Quantitative validation works, but qualitative matters too.

4. There’s No Perfect Window

Different users might prefer different windows:

  • Film scholars might want 3-minute precision
  • Casual viewers might prefer 15-minute smoothness

The solution? Offer both raw and smoothed in the interactive viz.

The Code

Here’s the complete smoothing pipeline:

import pandas as pd
import duckdb

def smooth_emotion_timeseries(
    film_slug: str,
    language: str,
    window_size: int = 10
) -> pd.DataFrame:
    """
    Apply rolling window smoothing to emotion timeseries.
    
    Args:
        film_slug: Film identifier
        language: Language code (en, fr, es, etc.)
        window_size: Rolling window size in minutes (default: 10)
    
    Returns:
        DataFrame with smoothed emotion scores
    """
    # Query minute aggregates
    query = f"""
    SELECT *
    FROM int_emotion_minute_aggregates
    WHERE film_slug = ? AND language_code = ?
    ORDER BY minute_offset
    """
    
    df = duckdb.execute(query, [film_slug, language]).df()
    
    # Fill missing minutes
    max_minute = df['minute_offset'].max()
    all_minutes = pd.DataFrame({'minute_offset': range(0, max_minute + 1)})
    df = all_minutes.merge(df, on='minute_offset', how='left')
    df = df.fillna(method='ffill').fillna(method='bfill')
    
    # Apply rolling window for each emotion
    emotions = ['joy', 'sadness', 'anger', 'fear', 'surprise', 'disgust']
    
    for emotion in emotions:
        df[f'emotion_{emotion}_smoothed'] = df[f'emotion_{emotion}'].rolling(
            window=window_size,
            center=True,
            min_periods=1
        ).mean()
    
    return df

Conclusion

The 10-minute rolling window isn’t magic.
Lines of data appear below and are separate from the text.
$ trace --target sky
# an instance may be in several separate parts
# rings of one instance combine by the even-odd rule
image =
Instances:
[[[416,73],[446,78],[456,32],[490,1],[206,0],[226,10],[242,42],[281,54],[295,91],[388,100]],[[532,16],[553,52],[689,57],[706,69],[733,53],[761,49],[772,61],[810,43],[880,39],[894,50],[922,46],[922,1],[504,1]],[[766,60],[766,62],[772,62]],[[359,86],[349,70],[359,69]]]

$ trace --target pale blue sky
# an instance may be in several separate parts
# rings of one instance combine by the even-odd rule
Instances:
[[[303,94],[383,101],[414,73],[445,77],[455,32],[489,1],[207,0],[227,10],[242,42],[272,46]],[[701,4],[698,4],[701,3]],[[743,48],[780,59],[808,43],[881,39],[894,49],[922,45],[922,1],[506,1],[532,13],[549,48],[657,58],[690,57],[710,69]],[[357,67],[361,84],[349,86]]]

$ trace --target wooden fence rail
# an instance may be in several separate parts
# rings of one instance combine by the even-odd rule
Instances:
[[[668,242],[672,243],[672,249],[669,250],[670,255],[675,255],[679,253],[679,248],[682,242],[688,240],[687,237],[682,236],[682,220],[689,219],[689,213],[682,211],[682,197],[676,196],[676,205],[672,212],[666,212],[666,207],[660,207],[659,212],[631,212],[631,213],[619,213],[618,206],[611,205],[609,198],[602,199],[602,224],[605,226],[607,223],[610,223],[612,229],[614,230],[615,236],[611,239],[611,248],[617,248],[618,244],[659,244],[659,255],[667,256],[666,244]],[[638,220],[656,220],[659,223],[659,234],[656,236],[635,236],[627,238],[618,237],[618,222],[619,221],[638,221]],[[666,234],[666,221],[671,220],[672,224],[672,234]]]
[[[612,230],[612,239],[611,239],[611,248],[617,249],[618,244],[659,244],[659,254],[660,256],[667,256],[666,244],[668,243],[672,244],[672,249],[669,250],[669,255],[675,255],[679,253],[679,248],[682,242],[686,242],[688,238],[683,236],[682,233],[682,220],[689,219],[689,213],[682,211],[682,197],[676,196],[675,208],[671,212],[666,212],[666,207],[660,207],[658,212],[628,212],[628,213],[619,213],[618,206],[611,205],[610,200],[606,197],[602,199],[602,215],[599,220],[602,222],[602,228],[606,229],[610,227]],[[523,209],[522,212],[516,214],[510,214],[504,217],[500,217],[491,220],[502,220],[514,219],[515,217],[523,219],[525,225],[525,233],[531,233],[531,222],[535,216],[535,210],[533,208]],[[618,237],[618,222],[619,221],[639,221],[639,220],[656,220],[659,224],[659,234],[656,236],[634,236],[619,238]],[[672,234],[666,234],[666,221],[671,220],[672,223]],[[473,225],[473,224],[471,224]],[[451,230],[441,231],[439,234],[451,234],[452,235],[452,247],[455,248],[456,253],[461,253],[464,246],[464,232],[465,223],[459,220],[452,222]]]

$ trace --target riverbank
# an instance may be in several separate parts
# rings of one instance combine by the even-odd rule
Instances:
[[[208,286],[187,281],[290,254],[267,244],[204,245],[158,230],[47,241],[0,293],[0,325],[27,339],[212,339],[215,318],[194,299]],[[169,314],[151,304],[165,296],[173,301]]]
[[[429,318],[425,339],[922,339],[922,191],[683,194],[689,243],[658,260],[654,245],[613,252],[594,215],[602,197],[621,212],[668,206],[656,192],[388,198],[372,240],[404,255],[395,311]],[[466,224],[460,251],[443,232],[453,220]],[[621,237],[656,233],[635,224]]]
It’s a deliberate choice balancing:

  • Noise reduction (smooth single-line spikes)
  • Peak preservation (keep climactic moments visible)
  • Scene-level fidelity (match typical scene duration)

Could you use 8 minutes? 12 minutes? Sure. The difference is marginal.

The key insight: smoothing is a product decision, not just a technical one. You’re deciding what story the data tells.

For Spiriteddata, that story is: “Here’s how emotion flows through the narrative arc.”

The 10-minute window tells that story without the noise.


Signal processing isn’t about finding the “correct” answer — it’s about finding the answer that reveals the insight you’re looking for.